As an example: Dr. Mark Russinovich has written a grand total of three technical books to date. So, clearly a man who doesn't know what he's talking about right? Wrong. Those three books are "Inside Microsoft Windows 2000," "Windows Internals Fourth Edition," and "Windows Internals Fifth Edition." He has, literally, written the book (along with David Solomon) on the recent versions of Windows, published by MS themselves. These are extremely accurate, comprehensive, technical documents of Windows down to its very fundamental levels. He also has written a suite of tools, the Sysinternals tools, so good that MS bought them, and hired him on as a technical fellow.

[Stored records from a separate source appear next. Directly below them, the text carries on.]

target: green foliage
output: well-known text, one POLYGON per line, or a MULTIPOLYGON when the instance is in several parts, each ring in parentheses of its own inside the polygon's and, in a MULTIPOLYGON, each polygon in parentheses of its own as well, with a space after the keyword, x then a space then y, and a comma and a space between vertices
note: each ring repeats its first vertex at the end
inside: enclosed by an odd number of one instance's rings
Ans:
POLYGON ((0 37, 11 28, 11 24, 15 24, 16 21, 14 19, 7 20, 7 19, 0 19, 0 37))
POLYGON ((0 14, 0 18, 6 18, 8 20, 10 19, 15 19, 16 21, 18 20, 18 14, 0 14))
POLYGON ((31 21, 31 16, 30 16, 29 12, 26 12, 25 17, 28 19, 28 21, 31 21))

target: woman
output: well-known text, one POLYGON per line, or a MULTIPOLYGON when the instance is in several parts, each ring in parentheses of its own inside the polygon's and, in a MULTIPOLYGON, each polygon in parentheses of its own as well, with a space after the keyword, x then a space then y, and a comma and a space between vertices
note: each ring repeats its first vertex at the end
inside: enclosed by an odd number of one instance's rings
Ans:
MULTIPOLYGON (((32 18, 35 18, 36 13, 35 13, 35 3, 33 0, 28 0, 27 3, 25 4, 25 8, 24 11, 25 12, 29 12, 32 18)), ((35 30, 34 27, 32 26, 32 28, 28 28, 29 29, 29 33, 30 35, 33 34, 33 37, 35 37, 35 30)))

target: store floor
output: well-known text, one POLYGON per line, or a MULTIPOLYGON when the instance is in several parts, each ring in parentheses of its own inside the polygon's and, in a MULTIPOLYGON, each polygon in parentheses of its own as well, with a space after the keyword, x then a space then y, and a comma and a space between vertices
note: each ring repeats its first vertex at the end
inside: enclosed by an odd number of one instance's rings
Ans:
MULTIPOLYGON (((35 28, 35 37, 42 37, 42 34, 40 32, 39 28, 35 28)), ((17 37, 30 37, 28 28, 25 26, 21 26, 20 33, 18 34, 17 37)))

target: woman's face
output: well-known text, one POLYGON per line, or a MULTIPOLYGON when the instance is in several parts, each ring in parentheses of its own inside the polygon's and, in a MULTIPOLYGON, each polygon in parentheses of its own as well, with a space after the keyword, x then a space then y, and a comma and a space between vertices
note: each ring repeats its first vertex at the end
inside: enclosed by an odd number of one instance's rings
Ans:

So while he's produced only three books, they are all of the highest quality of technical information. There haven't been more because he hasn't had the time to write hundreds of books, nor the need to issue revisions to correct problems with the ones he has (each new edition covers a new version of Windows).
Thus when I hear someone talk about how good they are because of the quantity of they works, I am skeptical. The only way you get a vast quantity of high quality work is either laboring an entire lifetime (and even then often not), being a prodigy, or both.
..a clue about how computers work. Even experienced windows professionals.
I mean this guy has 32 bit OS working and moves to 64 bit OS...am I following this ok. The 32 bit install presumably went well on the hardware and the 64 bit install fails.
So I grok his first attempts which are replacing the install media once. Seems like a reasonable assumption (some bit out of the billions on the DVD image just happened to be flipped the wrong way). From there though he starts to lose me. The motherboard is perhaps plausible but you would have to be assuming some rather significant difference in hardware support between the 64bit and 32bit systems. From there? RAM is 64bit how? Or even my HD?
I think the most significant thing to learn here is twofold.
i) People - even experienced computer professionals - treat computers like they are magic. Like there is no real science behind how they work. Clearly this guy was replacing parts based on some "experiential weighted average" with regard to how likely they are to cause a "weird" problem.
ii) When A. C. Doyle said "When you have excluded the impossible" he neglected to state that the *order* in which one does so is significant. Eliminating things in order of their apparent relation to the problem (i.e. all the things for which 64 bits makes a difference) and (in a business environment) with respect to cost (i.e. Replacing a CPU is often a cheaper test than replacing a motherboard wrt labour) will likely fix your problem sooner than just going for the "usual suspects".
Aside: I've had two cases where I found a CPU issue. One was very similar to this - crashing during a Windows 2000 install - often at the same place. The problem I had was actually thermal - the heatsink was reversed leaving the thermal patch making minimal contact with the heat spreader. Somehow I figured that out without replacing everything else first.
INstall linux and run Windows in a VM. When your windows install gets infected/hosed with a virus/malware/whatever it could well mess up your linux VM machine and make it inrecoverable but if you install Windows in a VM and run on top of linux the worst that can happen is the VM gets hosed.
Actually, in the end I blame HP (the manufacturer of the box in question). Very few of the devices in the box were supported out-of-the-box. When I first tried the install, I ended up with bad video, no sound and no peripherals. The later install (with the wireless card) installed beautifully, I assume because it had access to Windows Update.